MMT: A Monitoring and Management Tool for Grand Challenge Supercomputer Simulations

Background: Current cosmological N-body simulations are routinely run with 10's to 100's of billions of particles, tracking the growth of structure within large cosmic volumes. These simulations provide the foundation for synthetic multi-wavelength galaxy surveys, which provide the theoretical framework for interpreting observational data from next generation telescopes such as the SKA, Euclid, the ELTs, etc. By coupling simulations to state-of-the-art galaxy formation models to predict the galaxy population properties as a function of cosmic time, it is relatively straightforward to generate synthetic observables (e.g. stellar and gas masses, spectral energy distributions) for millions to billions of galaxies over an arbitrarily long baseline in redshift. This process can be automated into a pipeline, but as we move to larger datasets, this pipeline requires more frequent user intervention to ensure quality control, partly because of the fragility of HPC facilities when running cutting-edge simulations, partly because of the complexity of the process itself. For this reason, we propose the development of a monitoring and management tool (MMT) for grand challenge astrophysical simulations.
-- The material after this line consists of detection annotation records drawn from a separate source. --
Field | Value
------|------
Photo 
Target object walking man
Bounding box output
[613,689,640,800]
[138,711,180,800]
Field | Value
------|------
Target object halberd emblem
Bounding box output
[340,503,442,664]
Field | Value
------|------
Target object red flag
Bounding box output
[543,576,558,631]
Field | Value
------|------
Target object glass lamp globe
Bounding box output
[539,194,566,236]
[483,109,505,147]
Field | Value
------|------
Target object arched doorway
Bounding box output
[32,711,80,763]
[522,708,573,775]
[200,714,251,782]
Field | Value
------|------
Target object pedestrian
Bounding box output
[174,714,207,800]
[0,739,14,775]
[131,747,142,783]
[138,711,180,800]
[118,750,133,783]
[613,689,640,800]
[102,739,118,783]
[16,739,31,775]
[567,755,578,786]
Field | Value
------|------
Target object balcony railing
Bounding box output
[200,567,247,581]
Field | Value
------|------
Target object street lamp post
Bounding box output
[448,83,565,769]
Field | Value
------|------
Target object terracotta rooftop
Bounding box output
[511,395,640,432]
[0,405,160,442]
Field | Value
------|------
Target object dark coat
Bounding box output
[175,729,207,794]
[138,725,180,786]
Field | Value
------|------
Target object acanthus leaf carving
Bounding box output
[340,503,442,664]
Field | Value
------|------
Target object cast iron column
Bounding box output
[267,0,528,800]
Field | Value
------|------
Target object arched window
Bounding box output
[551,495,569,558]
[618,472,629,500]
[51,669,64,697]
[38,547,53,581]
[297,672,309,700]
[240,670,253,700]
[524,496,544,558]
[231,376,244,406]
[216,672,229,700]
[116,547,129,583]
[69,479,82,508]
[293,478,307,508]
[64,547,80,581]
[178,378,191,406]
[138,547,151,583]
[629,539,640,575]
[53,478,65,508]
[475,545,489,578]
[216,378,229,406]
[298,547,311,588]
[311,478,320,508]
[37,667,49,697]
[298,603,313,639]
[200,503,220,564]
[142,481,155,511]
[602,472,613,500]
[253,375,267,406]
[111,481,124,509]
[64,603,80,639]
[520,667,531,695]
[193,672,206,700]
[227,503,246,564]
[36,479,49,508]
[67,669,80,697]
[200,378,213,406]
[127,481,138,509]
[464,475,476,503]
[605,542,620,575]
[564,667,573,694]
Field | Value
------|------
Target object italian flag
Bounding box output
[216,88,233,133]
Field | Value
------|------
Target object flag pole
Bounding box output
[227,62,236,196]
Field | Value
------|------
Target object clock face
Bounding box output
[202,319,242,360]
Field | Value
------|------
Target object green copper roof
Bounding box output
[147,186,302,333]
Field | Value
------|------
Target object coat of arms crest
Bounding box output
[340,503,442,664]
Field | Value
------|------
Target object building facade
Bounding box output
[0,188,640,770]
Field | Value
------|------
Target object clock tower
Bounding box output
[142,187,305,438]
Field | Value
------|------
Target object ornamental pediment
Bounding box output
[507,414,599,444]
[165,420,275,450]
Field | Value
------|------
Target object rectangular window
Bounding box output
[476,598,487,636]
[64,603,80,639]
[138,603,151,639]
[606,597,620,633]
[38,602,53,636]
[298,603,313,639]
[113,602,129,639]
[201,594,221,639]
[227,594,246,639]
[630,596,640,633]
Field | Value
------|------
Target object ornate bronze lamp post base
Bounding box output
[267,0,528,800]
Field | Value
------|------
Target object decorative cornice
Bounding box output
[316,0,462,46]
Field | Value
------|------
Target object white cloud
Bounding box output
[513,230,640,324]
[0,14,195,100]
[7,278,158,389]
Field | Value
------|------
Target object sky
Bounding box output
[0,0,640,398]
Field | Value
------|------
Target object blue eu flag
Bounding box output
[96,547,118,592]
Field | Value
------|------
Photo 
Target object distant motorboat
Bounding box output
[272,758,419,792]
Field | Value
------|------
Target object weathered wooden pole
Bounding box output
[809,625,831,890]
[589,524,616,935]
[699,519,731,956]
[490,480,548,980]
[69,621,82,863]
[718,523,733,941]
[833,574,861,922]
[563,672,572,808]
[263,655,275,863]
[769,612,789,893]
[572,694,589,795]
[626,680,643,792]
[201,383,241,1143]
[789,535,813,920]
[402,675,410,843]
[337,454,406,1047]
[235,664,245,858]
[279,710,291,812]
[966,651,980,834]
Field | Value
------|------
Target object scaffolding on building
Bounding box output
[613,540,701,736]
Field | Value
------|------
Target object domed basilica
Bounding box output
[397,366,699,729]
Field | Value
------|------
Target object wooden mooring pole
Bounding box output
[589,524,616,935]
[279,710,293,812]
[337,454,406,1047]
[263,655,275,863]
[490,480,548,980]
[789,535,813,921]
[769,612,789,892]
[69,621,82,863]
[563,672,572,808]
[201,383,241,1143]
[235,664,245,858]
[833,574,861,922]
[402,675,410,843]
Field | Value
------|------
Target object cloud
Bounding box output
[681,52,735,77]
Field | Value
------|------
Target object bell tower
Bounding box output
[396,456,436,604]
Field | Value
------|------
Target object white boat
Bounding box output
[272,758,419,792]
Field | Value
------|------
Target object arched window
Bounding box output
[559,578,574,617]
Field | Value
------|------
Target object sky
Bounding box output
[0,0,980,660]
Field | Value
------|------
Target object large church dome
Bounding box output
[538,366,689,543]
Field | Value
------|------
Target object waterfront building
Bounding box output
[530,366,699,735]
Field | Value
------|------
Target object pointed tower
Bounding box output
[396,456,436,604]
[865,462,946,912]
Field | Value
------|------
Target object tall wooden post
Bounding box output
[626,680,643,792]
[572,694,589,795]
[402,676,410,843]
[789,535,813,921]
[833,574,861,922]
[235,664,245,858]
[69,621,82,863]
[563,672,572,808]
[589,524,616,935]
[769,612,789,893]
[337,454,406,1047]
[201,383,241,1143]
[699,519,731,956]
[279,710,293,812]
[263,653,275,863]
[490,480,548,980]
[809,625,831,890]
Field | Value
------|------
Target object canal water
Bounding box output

Significance: The MMT is designed to provide a simple and efficient remote user interface to track large-scale simulation projects as they run on HPC facilities. Conceptually, it splits into two parts; (1) assuming a userdefined set of codes in a pipeline, generating and validating the parameter sets and submission scripts, and launching scripts, for each stage of the pipeline, and (2) tracking both code performance (e.g. load balancing, I/O) and facility performance during the different stages of the pipeline, ensuring quality control of the data products as well as optimal usage of the HPC facility. At this point, optimal usage (e.g. distribution of cores and memory per node) can be experimented with by the user by appropriate benchmarking, but future versions of the MMT could determine what is optimal using algorithms that can dynamically characterise distributed workloads. The MMT will be accessed via a secure web portal. The importance of the MMT derives from development of a tool to ensure that projects that require significant HPC resources - both compute and storage - fully exploit these resources.

Innovation and Impact: The MMT as we envisage it will be applied to our cosmological N-body simulations and galaxy formation models, but it is at core a generic tool for managing and monitoring any pipeline of multiple distinct codes run on an HPC facility. Importantly, the flexibility and extensibility of the tool means that it can be developed to be increasingly sophisticated in how it monitors the codes and the facility (e.g. dynamically redistributing workloads as runs progress to ensure optimal load balancing). From our perspective, the MMT will make it significantly easier for us to optimise our usage of HPC facilities and increase the efficiency of how we monitor and manage the very large datasets data. Having an easy-to-use standardised MMT that can be applied to such a pipeline fills a gap in the scientific HPC community, and so we anticipate that the MMT should be made available to the wider community.

Client

Contact Person: A/Prof Chris Power Telephone: 08 6488 7630
Email: [email protected]
Preferred method of contact: In person, but e-mail is fine
Location: Ground Floor of 7 Fairway

Client Unavailability

A/Prof Power will be unavailable August 21-25, October 2-6; Dr Elahi can cover during these periods.

IP Exploitation Model

The client wishes to use a Creative Commons CC BY-NC model to deal with IP embodied in the project.